開催した講座の様子

C08 社会科教材開発講座


622日(火)、23日(水)、標記講座が開催され、県内各地から7名の先生方が受講しました。1日目午前、東北学院大学准教授 黒坂 愛衣先生による「市民社会の問題としてのハンセン病問題」と題しての講義、2日目午前、国立療養所松丘保養園入所者自治会 会長 佐藤 勝氏による「ハンセン病の歴史・ハンセン病を経験して」と題しての講話を踏まえて、ハンセン病問題と人権教育を教材化するための演習を行いました。
  

【受講者の感想】

・「ハンセン病患者について我々が知らないこと自体が問題」という言葉が印象的であった。政府が文明国を目指し、政策でハンセン病患者を隠そうとしていたため、関心を抱かなかったし、差別が隠されていた。また現代においてもハンセン病の差別がやまないことに驚いている。本当にハンセン病を含め、マイノリティを恥じることのない社会を創っていきたい。

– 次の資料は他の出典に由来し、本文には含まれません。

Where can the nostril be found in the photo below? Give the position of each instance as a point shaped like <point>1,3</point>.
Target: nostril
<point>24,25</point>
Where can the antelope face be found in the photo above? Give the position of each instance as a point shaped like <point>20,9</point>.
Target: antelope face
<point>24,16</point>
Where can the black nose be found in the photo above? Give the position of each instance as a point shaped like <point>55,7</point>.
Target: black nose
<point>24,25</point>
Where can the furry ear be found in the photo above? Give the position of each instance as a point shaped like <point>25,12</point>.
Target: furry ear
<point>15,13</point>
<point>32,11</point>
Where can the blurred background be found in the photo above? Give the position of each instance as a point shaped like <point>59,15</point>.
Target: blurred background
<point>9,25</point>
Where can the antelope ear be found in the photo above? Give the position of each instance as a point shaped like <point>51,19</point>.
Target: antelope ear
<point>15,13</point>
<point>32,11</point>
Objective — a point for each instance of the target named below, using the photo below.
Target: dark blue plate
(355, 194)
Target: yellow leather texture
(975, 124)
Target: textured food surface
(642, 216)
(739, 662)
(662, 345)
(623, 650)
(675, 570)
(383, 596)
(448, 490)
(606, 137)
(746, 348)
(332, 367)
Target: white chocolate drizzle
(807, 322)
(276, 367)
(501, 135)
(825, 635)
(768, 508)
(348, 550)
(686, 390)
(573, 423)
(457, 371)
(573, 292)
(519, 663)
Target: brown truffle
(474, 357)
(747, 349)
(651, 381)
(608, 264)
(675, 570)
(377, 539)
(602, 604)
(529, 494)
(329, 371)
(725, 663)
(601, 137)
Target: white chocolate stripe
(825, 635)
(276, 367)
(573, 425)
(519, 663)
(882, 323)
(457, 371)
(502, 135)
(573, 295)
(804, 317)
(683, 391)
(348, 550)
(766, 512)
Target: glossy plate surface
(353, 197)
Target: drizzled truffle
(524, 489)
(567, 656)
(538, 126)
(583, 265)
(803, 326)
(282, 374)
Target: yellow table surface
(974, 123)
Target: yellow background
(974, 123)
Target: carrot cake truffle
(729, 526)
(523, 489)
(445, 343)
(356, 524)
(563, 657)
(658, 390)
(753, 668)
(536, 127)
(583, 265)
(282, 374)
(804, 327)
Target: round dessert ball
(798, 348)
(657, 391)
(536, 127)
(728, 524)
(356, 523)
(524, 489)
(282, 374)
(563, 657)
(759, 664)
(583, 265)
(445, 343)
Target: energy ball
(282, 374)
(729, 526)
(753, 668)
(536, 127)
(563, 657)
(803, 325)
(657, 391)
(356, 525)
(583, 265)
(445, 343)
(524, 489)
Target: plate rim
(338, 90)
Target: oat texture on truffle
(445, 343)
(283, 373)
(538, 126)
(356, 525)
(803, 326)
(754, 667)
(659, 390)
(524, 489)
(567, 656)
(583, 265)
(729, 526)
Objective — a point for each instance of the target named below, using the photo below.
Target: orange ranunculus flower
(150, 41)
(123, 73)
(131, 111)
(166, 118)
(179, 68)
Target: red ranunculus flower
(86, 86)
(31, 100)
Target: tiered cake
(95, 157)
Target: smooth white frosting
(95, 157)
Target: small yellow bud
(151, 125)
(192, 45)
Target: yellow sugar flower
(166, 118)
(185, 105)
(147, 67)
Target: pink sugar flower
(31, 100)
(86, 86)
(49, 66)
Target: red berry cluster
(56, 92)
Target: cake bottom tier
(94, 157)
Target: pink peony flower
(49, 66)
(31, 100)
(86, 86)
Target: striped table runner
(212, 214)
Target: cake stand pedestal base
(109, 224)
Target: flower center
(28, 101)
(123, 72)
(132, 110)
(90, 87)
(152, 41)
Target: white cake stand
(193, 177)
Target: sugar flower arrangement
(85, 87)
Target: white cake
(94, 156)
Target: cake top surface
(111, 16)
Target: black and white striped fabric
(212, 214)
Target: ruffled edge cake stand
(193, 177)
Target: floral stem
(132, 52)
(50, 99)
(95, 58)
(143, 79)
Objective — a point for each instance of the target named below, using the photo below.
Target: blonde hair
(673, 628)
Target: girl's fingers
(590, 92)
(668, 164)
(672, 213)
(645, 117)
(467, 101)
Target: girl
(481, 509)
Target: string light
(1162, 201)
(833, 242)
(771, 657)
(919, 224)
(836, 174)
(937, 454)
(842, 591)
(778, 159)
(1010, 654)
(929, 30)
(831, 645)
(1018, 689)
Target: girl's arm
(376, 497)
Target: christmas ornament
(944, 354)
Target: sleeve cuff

・実際にハンセン病患者だった佐藤勝さんの話は、強く心に届くものだった。療養所が青森市の身近な場所にあることすら知らなかった。また、今回の研修を終えて「療養所が存続している理由」こそ、日本にハンセン病への関する根強い差別と偏見があることを物語っていると感じた。らい予防法が廃案され、ハンセン病国賠訴訟でも国が敗訴したにもかかわらず、社会復帰できない方々が多い。そこには、これまでのハンセン病に関わる歴史が横たわっている。元ハンセン病患者が社会の中で生きていけなくなってしまったことこそが、問題を提起していると感じた。また、医療関係者の家族にも、コロナいじめや差別、偏見があることに佐藤さんは憤っていた。ご自身の講演活動を振り返り、やるせない思いになったことであろう。だからこそ、私たち教育者が草の根的に授業や教育に取り組んでいく必要がある。今回、佐藤さんの強い生き方、人間としての尊厳を求める姿勢に感動した。